LinuxQuestions.org - [SOLVED] Translating part of a line

- Programming (https://www.linuxquestions.org/questions/programming-9/)

- - Translating part of a line (https://www.linuxquestions.org/questions/programming-9/translating-part-of-a-line-928327/)

Translating part of a line

I want to change the first character of each line to upper case.

Sample input:

Quote:

tom
dick
harry

Desired output:

Quote:

Tom
Dick
Harry

The brute force technique uses cut to make two work files, tr one of them to upper case, and paste to arrive at the desired result. Googling in search of a more direct method I came upon this one:

Code:

sed 's/$[a-z]$$[a-zA-Z0-9]*$/\u\1\2/g' $InFile

It works but I don't understand it. Attempting to simplify this one-liner I tried this:

Code:

sed 's/$[a-z]$$.*$/\u\1\2/' $InFile

This also works but why?!? The magic may lie in the \u but what does that mean?

Daniel B. Martin

It is an escape sequence meaning upper case.

For less confusing solution:

Code:

awk 'BEGIN{ FS=""; OFS="" }{ $1=toupper($1); print $0 }' input

The sed code you posted will capitalize the first letter of every word, if you just need the first letter of a line, it can be simpler:

Code:

sed 's/^./\u&/' $InFile

Reference for \u

Hi.

Quote:

Originally Posted by ntubski (Post 4597700)

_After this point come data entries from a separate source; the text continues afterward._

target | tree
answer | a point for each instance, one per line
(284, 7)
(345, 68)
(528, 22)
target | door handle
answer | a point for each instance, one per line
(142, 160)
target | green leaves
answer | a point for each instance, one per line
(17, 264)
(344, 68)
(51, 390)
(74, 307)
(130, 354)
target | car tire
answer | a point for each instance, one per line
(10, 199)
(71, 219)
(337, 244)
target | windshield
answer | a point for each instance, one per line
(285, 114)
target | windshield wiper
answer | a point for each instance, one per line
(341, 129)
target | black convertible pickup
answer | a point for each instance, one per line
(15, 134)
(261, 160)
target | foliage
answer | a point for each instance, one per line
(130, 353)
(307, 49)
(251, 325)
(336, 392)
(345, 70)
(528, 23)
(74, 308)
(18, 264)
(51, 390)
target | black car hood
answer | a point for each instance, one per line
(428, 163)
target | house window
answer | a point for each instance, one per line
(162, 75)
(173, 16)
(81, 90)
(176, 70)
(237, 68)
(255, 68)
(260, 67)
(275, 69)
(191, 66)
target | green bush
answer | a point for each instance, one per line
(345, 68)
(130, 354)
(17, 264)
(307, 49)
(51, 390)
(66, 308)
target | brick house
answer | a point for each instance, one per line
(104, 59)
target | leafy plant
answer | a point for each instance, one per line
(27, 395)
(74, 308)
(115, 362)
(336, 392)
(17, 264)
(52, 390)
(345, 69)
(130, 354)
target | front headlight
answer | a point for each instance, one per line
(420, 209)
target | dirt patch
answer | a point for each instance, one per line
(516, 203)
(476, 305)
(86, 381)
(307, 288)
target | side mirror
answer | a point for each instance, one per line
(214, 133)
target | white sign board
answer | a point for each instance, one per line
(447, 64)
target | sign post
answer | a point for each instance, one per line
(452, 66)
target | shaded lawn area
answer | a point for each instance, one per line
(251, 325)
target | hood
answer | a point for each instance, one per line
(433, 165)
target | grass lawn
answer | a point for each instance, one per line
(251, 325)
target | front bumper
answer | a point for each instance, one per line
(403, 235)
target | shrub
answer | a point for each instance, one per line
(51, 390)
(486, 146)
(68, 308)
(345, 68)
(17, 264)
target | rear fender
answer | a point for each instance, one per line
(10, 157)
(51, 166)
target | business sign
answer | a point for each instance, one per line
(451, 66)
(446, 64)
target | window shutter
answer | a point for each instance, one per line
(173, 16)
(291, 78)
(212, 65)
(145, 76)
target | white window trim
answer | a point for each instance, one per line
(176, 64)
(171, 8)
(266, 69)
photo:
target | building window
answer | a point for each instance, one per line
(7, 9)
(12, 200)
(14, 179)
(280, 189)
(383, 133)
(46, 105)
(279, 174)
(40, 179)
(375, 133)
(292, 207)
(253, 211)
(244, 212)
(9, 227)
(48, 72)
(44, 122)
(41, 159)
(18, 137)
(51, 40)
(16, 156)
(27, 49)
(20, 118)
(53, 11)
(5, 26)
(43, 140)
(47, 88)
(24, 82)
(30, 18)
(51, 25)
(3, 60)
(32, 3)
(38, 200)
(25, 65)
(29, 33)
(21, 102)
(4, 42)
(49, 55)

The sed code you posted will capitalize the first letter of every word, if you just need the first letter of a line, it can be simpler:

Code:

sed 's/^./\u&/' $InFile

Reference for \u

Even if you want to capitalize the first letter of every word, it can be simpler

Code:

$ echo abba dav | sed 's/\b./\u&/g'

Abba Dav

# add brackets to show what matched

$ echo abba dav | sed 's/\b./[\u&]/g'

[A]bba[ ][D]av

This work because non-alphabetic characters (particularly space) can not be capitalized.
Similarly, you can capitalize last character of each word

Code:

$ echo abba dav | sed 's/.\b/[\u&]/g'

abb[A][ ]da[V]

Excerpt from `info sed escapes':

Quote:

`\b'
Matches a word boundary; that is it matches if the character to
the left is a "word" character and the character to the right is a
"non-word" character, or vice-versa.
`\B'
Matches everywhere but on a word boundary; that is it matches if
the character to the left and the character to the right are
either both "word" characters or both "non-word" characters.

Note that these escape sequences as well as case conversion ones (\u etc) are all GNU extensions.

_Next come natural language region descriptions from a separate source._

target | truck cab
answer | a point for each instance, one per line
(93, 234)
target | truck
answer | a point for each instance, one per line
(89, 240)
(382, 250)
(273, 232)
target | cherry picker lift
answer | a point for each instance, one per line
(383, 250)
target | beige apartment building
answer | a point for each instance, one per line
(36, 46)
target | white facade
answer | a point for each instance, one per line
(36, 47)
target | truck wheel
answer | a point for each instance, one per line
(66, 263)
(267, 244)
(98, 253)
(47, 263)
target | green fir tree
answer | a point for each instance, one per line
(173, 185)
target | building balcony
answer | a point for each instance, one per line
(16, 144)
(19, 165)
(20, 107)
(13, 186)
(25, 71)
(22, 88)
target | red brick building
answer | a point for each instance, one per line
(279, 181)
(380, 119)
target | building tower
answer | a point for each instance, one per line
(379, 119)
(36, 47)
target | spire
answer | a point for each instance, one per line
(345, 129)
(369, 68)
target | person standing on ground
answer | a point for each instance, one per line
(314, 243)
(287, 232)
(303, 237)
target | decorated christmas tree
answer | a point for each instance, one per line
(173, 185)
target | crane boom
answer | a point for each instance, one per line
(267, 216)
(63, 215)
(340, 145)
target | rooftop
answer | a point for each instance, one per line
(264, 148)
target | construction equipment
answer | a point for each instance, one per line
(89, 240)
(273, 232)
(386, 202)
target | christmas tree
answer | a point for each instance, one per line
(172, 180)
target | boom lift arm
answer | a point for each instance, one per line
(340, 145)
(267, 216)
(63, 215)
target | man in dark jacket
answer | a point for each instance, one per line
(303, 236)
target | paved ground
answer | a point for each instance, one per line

Thank you, H_TexMex_H, ntubski, and firstfire for useful contributions to this thread. Double thanks to ntubski for providing a pointer to the place where I can learn more on this subject.

I am in awe of the amazing range of operations of which sed is capable.

We can mark this thread SOLVED!

Daniel B. Martin

bash-only solutions (version 4+), using parameter substitution:

Code:

while read line; do

        echo "${line^}" >>tempfile.txt

done <origfile.txt



[[ -n "$line" ]] && echo "${line^}" >>tempfile.txt        #processes the final line if there's no ending newline in the text



mv -f tempfile.txt origfile.txt && rm -f tempfile.txt

Or store the text in an array first, with mapfile:

Code:

mapfile -t lines <origfile.txt

printf "%s\n" "${lines[@]^}" >tempfile.txt

mv -f tempfile.txt origfile.txt && rm -f tempfile.txt